Von der umstrittenen Aktienrente, die von den christlichen Gewerkschaften abgelehnt wird, ist keine kurzfristige finanzielle Entlastung der Rentenversicherung zu erwarten. Die FDP, die die Aktienrente in die Diskussion gebracht hat, erhofft sich von dem kapitalgedeckten Fonds eine höhere Rendite als sie mit den gesetzlich begrenzten Anlageformen für die Rücklagen der gesetzlichen Rentenversicherung erwirtschaftet werden kann. Ob die Spekulationserwartung von 5%, wie sie der Sachverständigenrat in seiner Befürwortung der Aktienrente geäußert hat, realistisch ist, muss sich aber erst noch zeigen. In jedem Fall muss der kapitaldeckte Fonds erstmal über ausreichend Kapital verfügen, um Renditen erwirtschaften zu können. Vorgesehen ist der Aufbau eines Kapitalstocks von 200 Milliarden Euro bis 2036, für den jährlich 12 Milliarden Euro aus öffentlichen Darlehen bereitgestellt werden sollen. Ob der Aufbau eines solchen Kapitalstocks angesichts der bereits vorhandenen Haushaltsprobleme gelingen kann und wie geplant ab 2036 Renditen an die Rentenversicherung ausgeschüttet werden können, ist aus CGB-Sicht höchst zweifelhaft.
Eine Sicherung der Rentenfinanzen durch höhere Bundeszuschüsse erscheint ebenso illusorisch, nach dem die Bundesregierung gerade erst gezwungen war, im jüngst verabschiedeten Bundeshaushalt 2024 den Bundeszuschuss an die Rentenversicherung um 600 Millionen Euro zu kürzen. Trotz Aktienrente geht denn auch die Ampel in ihrem Rentenpaket II davon aus, dass spätestens ab 2028 die Rentenversicherungsbeiträge angehobenwerden müssen.
Die im Rentenpaket angekündigte Stabilisierung des Rentenniveaus von 48 Prozent über das Jahr 2025 bietet den Rentenbeziehern und zukünftigen Rentnern somit zwar eine vorübergehende Kalkulationsgrundlage, schützt aber nicht vor Altersarmut.
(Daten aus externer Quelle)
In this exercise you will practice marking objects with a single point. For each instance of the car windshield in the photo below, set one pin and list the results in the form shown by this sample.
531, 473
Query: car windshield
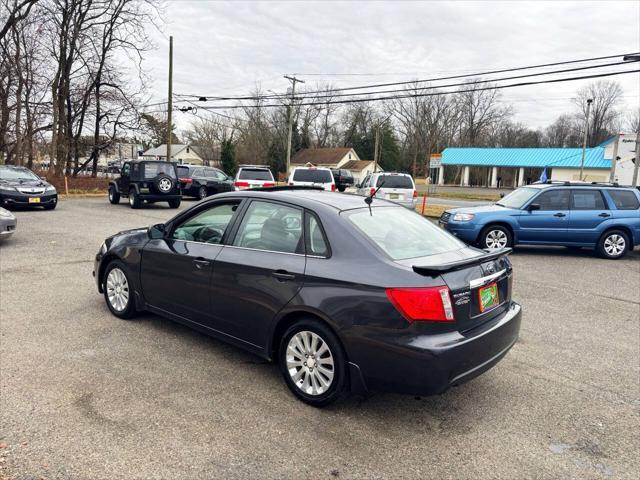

In Deutschland müssen bereits jetzt 42,3% der Rentner mit einem Nettoeinkommen von weniger als 1250 Euro monatlich auskommen. Dies betrifft etwa 7,5 Millionen Menschen im Ruhestand. Für Frauen sieht es noch schlechter aus. Von den Rentnerinnen müssen sich 36,2% mit einer Rente von unter 1000 Euro monatlich begnügen. Dabei werden zur Vermeidung von Altersarmut bereits jetzt 4,3% der rund 21 Millionen Bestandsrenten durch einen Grundrentenzuschlag von durchschnittlich rund 90 Euro aufgestockt. Es ist damit bereits abzusehen, dass auch das jetzt von der Bundesregierung auf den Weg gebrachte Rentenpaket II nicht die letzte Rentenreform sein wird.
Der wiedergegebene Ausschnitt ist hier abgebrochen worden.